モルドベアヌ基地では、ユーリーを振り切ったアシュケナジが意外な場所に向かっていた。
「グワアアアオオオウッ!」
喉の奥から、あらん限りの声を放ってニドホグが咆哮する。
(目を!よくも俺の目を潰したな!)
左目を失ったニドホグの怒りの雄叫びが、電流となってフィオナの全身を駆け巡る。
「ケイ・コストナー!よくもニドホグの目を撃ったわね!」
高度を上げてニドホグの体勢を立て直したフィオナは、フェンリル目掛けてニドホグを急降下させた。
両翼を小さく畳み、頭を下にして、高度を下げる。
地面が近づくに連れ、砂粒に見えていた生体スーツが機関銃を構えた姿になった。
銃口の全てがニドホグに向けられている。
「行け、お前達!スーツの脳天を叩き割ってやれ!」
フィオナは半分に減ってしまった弾丸に号令を掛けた。
ニドホグの背中や脇腹に張り付いていた弾丸が一斉に弾け、ニドホグを追い抜いて垂直落下を開始した。
「やはり先に弾丸を落としてきたな」
ケイは弾丸をフェンリルの人工眼で睨みながら狙いを定めた。
同期率が高いからだろう、瞬時に攻撃の照準が合う。
射程距離に入った弾丸に向かって一つずつ引き金を引いていく。ケイが放った銃弾に弾頭を直撃された弾丸が粉々に砕けた。
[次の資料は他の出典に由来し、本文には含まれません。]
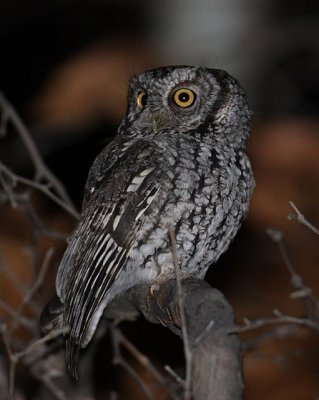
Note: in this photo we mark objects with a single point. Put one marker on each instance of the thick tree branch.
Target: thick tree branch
(217, 361)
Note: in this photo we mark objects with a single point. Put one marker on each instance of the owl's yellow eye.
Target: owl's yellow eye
(184, 97)
(141, 100)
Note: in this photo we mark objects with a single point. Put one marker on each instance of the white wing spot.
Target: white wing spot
(146, 172)
(148, 201)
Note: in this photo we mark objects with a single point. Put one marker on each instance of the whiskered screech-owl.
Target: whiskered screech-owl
(178, 160)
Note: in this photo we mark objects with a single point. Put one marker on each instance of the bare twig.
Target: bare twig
(302, 291)
(279, 318)
(8, 176)
(41, 169)
(187, 347)
(299, 217)
(35, 286)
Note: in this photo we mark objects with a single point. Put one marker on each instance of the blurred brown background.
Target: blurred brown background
(65, 65)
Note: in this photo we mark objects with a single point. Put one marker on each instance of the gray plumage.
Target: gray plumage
(178, 159)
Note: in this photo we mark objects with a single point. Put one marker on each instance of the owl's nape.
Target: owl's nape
(178, 159)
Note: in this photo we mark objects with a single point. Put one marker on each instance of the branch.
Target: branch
(301, 219)
(41, 170)
(217, 362)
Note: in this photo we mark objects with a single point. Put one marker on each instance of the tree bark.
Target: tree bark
(216, 354)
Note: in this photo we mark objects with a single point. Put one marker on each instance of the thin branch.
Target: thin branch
(41, 169)
(296, 279)
(36, 284)
(187, 347)
(280, 318)
(299, 217)
(16, 179)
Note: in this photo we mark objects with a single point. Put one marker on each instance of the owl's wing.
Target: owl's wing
(99, 247)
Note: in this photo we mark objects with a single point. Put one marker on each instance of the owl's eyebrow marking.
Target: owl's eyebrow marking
(151, 176)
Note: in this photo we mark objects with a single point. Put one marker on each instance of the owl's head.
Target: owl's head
(187, 99)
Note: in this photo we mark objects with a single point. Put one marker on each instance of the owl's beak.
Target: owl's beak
(153, 121)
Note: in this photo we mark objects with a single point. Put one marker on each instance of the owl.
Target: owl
(178, 161)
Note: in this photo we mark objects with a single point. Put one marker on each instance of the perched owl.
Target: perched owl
(178, 160)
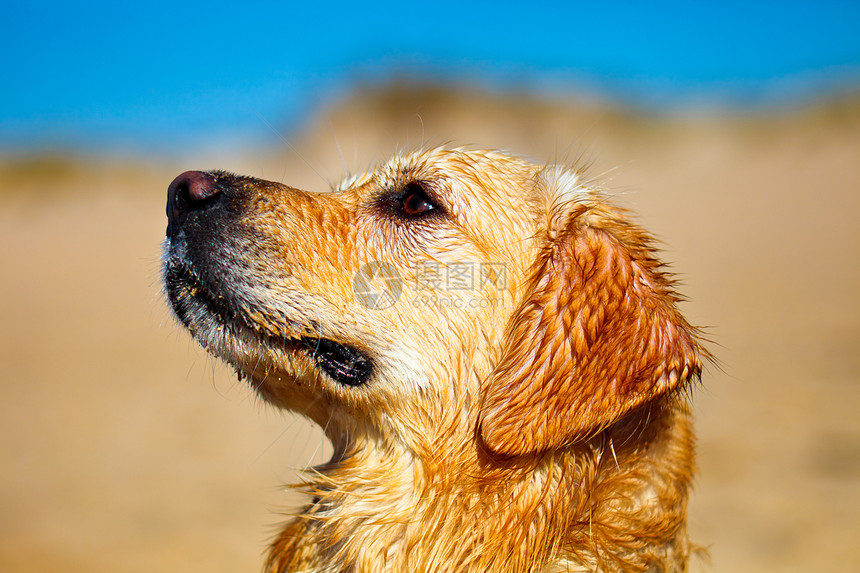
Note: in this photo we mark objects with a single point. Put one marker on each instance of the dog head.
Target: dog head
(449, 292)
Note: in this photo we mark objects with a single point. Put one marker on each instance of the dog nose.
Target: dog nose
(190, 191)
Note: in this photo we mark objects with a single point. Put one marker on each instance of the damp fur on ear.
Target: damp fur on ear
(596, 334)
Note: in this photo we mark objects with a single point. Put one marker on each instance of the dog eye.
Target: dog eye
(414, 201)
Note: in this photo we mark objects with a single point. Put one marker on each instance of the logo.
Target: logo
(377, 285)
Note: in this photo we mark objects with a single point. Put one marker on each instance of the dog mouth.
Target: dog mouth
(229, 332)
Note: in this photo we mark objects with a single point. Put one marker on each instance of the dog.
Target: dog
(493, 349)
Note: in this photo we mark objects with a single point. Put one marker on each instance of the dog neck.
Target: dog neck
(385, 509)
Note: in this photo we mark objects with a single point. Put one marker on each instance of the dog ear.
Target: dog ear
(597, 334)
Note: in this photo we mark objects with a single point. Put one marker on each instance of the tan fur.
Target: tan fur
(535, 422)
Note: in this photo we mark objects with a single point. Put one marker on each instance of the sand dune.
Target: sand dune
(126, 449)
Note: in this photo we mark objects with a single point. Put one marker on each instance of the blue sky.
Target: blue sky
(141, 74)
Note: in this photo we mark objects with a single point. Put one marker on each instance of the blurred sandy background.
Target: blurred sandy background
(125, 448)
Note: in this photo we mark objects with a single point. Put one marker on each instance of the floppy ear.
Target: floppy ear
(597, 334)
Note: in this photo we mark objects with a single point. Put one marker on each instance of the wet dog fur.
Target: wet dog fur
(534, 418)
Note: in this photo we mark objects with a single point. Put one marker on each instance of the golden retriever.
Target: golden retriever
(492, 347)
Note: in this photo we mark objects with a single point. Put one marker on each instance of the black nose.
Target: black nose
(190, 191)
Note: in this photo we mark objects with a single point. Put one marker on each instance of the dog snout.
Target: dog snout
(189, 192)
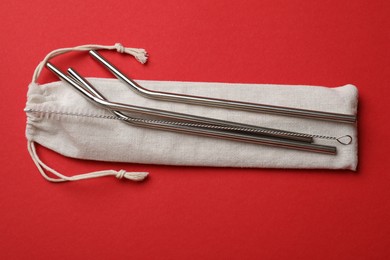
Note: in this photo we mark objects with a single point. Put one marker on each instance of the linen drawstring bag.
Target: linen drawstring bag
(60, 119)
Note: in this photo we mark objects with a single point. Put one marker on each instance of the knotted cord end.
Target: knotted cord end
(139, 54)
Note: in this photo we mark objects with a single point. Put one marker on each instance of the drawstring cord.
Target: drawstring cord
(134, 176)
(140, 55)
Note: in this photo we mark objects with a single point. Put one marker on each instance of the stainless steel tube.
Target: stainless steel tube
(189, 99)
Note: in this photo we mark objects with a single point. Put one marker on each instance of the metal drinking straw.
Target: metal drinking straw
(214, 102)
(89, 92)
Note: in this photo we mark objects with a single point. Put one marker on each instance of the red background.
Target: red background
(190, 212)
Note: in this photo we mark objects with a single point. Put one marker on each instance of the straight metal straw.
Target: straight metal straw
(93, 95)
(198, 119)
(214, 102)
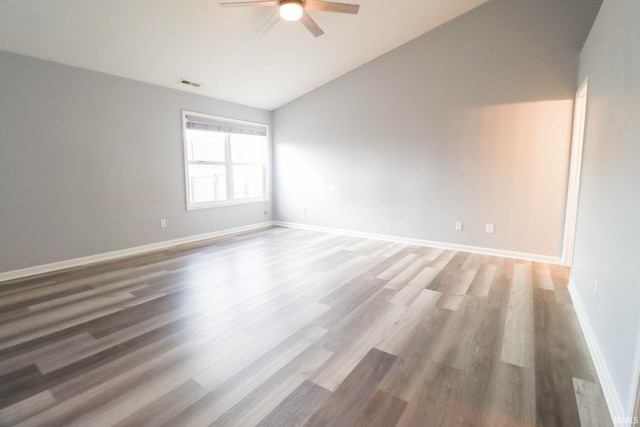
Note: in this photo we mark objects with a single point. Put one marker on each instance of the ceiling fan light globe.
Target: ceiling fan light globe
(291, 11)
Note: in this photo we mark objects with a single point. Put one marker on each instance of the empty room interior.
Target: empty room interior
(310, 213)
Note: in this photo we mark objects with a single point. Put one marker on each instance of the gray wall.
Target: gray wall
(608, 236)
(470, 122)
(90, 163)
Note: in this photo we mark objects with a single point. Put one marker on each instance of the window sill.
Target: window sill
(209, 205)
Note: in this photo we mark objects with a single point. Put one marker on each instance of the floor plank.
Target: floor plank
(285, 327)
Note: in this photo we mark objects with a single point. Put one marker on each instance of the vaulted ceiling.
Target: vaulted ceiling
(163, 41)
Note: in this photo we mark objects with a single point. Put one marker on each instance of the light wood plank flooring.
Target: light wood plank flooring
(287, 327)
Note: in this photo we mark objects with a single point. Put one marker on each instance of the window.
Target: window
(226, 161)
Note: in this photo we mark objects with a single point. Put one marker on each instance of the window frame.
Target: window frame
(231, 201)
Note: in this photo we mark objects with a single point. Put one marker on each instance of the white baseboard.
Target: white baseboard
(616, 408)
(418, 242)
(76, 262)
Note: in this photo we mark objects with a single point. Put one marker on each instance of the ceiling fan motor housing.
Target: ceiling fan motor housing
(291, 10)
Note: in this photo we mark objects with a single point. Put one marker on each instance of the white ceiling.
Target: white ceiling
(162, 41)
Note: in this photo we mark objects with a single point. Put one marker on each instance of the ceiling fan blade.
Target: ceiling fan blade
(311, 25)
(251, 3)
(270, 23)
(329, 6)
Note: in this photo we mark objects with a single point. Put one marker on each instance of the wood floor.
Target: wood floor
(288, 327)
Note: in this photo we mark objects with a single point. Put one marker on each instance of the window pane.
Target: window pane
(248, 148)
(208, 183)
(206, 145)
(248, 182)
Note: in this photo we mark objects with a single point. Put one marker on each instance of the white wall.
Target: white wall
(608, 236)
(470, 122)
(90, 163)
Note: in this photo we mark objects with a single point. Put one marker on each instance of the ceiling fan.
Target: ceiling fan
(294, 10)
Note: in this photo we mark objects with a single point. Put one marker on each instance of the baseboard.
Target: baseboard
(616, 408)
(76, 262)
(418, 242)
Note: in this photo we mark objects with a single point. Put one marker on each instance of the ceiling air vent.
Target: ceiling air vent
(187, 82)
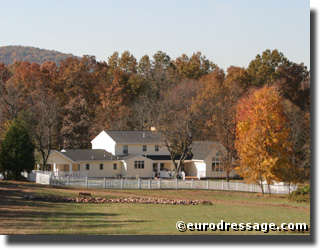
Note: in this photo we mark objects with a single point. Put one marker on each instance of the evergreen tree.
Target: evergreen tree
(16, 151)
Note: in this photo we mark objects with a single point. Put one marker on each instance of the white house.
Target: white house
(137, 154)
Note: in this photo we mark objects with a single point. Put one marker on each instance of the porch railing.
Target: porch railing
(86, 182)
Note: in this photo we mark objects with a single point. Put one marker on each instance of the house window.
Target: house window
(217, 163)
(139, 164)
(125, 149)
(161, 166)
(155, 167)
(182, 167)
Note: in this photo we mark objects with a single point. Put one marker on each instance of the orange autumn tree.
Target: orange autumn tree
(263, 142)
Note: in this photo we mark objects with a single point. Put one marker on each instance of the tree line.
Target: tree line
(265, 106)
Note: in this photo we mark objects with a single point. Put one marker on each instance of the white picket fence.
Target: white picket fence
(86, 182)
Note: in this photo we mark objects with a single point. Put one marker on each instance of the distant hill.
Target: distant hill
(11, 54)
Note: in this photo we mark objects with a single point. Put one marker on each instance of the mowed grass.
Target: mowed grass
(19, 216)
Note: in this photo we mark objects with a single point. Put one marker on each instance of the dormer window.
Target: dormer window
(125, 149)
(217, 163)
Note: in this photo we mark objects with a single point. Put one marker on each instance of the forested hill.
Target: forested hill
(11, 54)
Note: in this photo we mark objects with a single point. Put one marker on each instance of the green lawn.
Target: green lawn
(19, 216)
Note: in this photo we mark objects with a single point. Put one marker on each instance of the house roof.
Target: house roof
(165, 157)
(128, 157)
(201, 149)
(88, 154)
(134, 136)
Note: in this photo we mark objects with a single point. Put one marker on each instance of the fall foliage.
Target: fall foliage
(263, 142)
(261, 114)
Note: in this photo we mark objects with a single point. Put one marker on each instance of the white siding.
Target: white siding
(147, 172)
(104, 141)
(108, 171)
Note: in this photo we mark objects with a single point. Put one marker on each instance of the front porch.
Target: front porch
(165, 169)
(64, 170)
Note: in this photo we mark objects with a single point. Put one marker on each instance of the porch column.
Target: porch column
(70, 169)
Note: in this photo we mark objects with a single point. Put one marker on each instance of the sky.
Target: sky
(227, 32)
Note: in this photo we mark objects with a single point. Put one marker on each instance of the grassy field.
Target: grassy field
(19, 216)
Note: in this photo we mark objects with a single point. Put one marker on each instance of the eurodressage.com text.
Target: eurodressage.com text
(224, 226)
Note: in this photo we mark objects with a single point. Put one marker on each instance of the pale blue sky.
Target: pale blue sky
(228, 32)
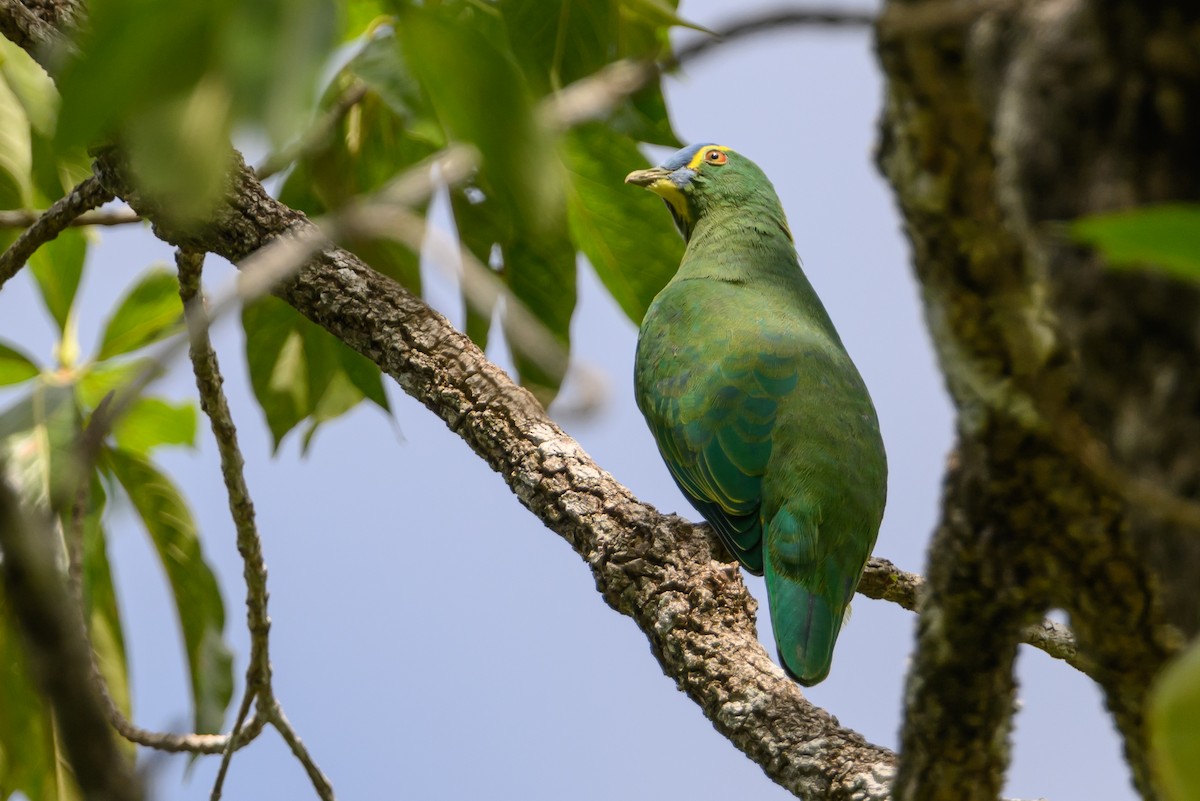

「お?ケイ、お前なかなかやるじゃないか。俺も負けていられんぞ」
ビルも一発必中でニドホグの弾丸を粉砕し始めた。
リンクス、キキ、ガルム2も、狙った弾丸を全て破壊していく。
弾丸の動きを学習したスーツの人工脳が、射撃の腕を格段に上げたようだ。スーツに到達することなく木っ端みじんになっていく弾丸を見て、フィオナは唇を噛み締めた。
「お前達!攻撃を止めて。ニドホグを防御するのよ」
フィオナが叫ぶ。その声に、宙に大きくVの字を描きながら弾丸が上昇した。
「ん、どうした?」
射程距離から離れて行く弾丸に、チームαが引き金から指を離す。
「見て下さい!弾丸がドラゴンの周りに集まり出しましたよ」
ダンが叫びながら空を指差した。
「ドラゴンめ。スーツに弾丸は無力と思い知って、今度こそ地上戦を腹に決めたようだ」
そう言って、ダガーはリンクスの左ブレードを出現させた。
(どっちしにしても、機関銃は弾切れだ)
残った武器はブレードと拳銃だけだ。接近戦をしかけるしかない。
ケイはフェンリルの背中に機関銃を装着して、ブレードを二枚、両手の甲から突出させると、フェンリルの赤い人工眼がニドホグを射抜くように見上げた。
「来いニドホグ!お前を必ず倒す!」
フィオナは微かな痺れを頭に感じた。まるで微弱な電流が流れたようだった。
(コストナーが大声で叫んだようね)
アウェイオンでの出来事が頭を過ぎった。
あの少年が放った悲鳴が鋭い波動となって、フィオナに突き刺さった感覚を思い出す。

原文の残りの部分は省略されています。